Staley, simply out of Virginia in 1992 as a two-time nationwide participant of the yr, did not make the 1992 Olympic workforce at 22. Her first Olympic workforce was in 1996. And the WNBA launched in 1997.
Since then, three gamers taken No. 1 within the WNBA draft in an Olympic yr have been named to the U.S. workforce: UConn’s Diana Taurasi (2004), Tennessee’s Candace Parker (2008) and UConn’s Breanna Stewart (2016). However Stanford’s Ogwumike (2012) wasn’t. All 4 received WNBA rookie of the yr. (LSU’s Sylvia Fowles additionally made the 2008 Olympic workforce as a WNBA rookie, however she is six months older than Parker.)
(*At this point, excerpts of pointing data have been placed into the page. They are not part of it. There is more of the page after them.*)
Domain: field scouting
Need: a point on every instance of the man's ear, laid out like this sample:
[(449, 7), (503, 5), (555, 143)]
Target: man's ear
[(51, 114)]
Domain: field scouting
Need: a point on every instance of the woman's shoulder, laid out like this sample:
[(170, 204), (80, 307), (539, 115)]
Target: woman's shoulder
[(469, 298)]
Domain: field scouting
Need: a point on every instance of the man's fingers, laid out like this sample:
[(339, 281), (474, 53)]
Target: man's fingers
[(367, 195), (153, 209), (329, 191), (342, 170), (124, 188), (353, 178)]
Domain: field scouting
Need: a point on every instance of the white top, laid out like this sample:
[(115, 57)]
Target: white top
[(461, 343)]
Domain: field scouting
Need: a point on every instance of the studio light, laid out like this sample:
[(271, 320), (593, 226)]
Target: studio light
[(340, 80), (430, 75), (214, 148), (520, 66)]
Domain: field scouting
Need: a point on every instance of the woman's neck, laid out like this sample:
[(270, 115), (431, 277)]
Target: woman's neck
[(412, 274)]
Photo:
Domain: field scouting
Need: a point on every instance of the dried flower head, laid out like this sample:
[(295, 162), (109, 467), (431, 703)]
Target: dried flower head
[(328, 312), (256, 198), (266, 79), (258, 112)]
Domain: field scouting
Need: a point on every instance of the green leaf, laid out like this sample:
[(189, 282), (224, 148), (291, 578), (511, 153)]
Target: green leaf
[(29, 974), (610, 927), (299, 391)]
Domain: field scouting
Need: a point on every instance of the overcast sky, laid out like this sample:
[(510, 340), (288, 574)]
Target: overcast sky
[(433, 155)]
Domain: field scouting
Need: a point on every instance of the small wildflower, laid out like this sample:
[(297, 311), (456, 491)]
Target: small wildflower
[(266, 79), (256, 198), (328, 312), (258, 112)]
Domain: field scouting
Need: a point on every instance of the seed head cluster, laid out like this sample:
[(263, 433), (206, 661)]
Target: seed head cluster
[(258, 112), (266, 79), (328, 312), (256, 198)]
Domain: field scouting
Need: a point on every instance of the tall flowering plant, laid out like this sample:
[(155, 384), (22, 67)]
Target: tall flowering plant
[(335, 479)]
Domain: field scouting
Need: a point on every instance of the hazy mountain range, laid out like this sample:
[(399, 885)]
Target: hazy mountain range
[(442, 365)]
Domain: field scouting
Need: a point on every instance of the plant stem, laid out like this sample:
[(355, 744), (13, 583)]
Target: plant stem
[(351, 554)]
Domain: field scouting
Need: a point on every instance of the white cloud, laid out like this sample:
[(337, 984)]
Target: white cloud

The opposite youngest gamers on the Olympic workforce since 1996: UConn’s Rebecca Lobo (1996), Tennessee’s Chamique Holdsclaw (2000), UConn’s Maya Moore (2012), and UConn’s Napheesa Collier (2021). The WNBA hadn’t launched but when Lobo completed at UConn in 1995; Holdsclaw and Moore each have been of their second WNBA seasons and Collier in her third.
Now, we wait to see if Clark would be the fourth WNBA No. 1 decide in an Olympic yr to make the U.S. workforce.